Jowett begins in the 19th Century with the end of European rule and the bloody civil and transnational wars that shook the continent. Some of them spilled over into the next century. Jowett moves on to the plethora of wars that erupted in the first two decades of the Twentieth Century, with Liberals fighting Conservatives in Colombia, a Secession movement in Bolivia, wars between nations, rebellion in Venezuala, civil wars in Uruguay, Honduras, Paraguay, and the Dominican Republic. Ecuador and Costa Rica also endured armed conflicts. Most of these wars were characterized by small and poorly equipped armies and a general shaking out of political power and border realignment. Running through the second decade and on to 1929 was the Mexican Revolution to which Jowett devotes two chapters, there being so much activity going on in separate phases.
World War I barely touched Latin America, which was just as well because they were too busy fighting each other, and that continued, giving a new meaning to the Roaring Twenties. The Honduran Civil War ended in 1920, then Costa Rica and Panama kicked off the Coto War in 1921. Paraguay fell into Civil War the following year, then another Civil War erupted in Honduras in 1924. Nicaragua too fell into civil war in 1926 which descended into the Sandino Rebellion that lasted until 1933. Venezuela’s sadistic dictator Juan Vincente Gomez overcame a series of rebellions in 1929. Then there was Brazil where revolutions came along like buses between 1922 and 1938, and worthy of a large chapter on its own.
Jowett deviates into US involvement in various conflicts, most notably Mexico, before returning to his chronological narrative with the Chaco War from 1932-1935 between Paraguay and Bolivia. We now see more warplanes and tanks entering the combat zones. The 1930s was the decade of coups in Argentina then Chile; Ecuador fell into civil war; and Cuba, Uruguay, and El Salvador suffered revolts. The mass ideologies of communism and fascism entered the frame. The decade ended with another rebellion in Mexico. Running through the 1930s were disputes over borders deep in the Amazon jungle between Colombia and Peru, and Peru and Ecuador who fought it out in 1941. World War II saw most Latin American countries support the US, though only Brazil offered ground support. Normal service resumed after the world war with civil war in Paraguay, the Dominican Republic and Costa Rica. A decade of war broke out in Colombia in 1948, though that country sent a force to help in Korea where it performed well. The 1950s was the decade of revolution. Puerto Rico, Bolivia, Guatemala, and, of course, Cuba. That island featured in the Bay of Pigs operation in 1961, but that decade also saw civil war in the Dominican Republic and various left-wing rebel movements, the most famous being Che Geuvara’s doomed effort in Bolivia.

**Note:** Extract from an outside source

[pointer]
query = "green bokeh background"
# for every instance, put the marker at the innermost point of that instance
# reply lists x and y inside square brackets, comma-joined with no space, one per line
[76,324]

There is a lot fighting to cover in Liberty or Death Latin American Conflicts and Jowett does a very good job of squeezing it all in to 352 pages. His text is clean if unexceptional with solid explanations of what went on in turbulent and often confusing times. There are also useful colour maps and many monochrome photographs but, surprisingly for an Osprey book, very few colour plates of uniforms. A useful bibliography is added for more in-depth research for those who want to dive into a fascinating but neglected theatre of almost constant warfare. 8/10.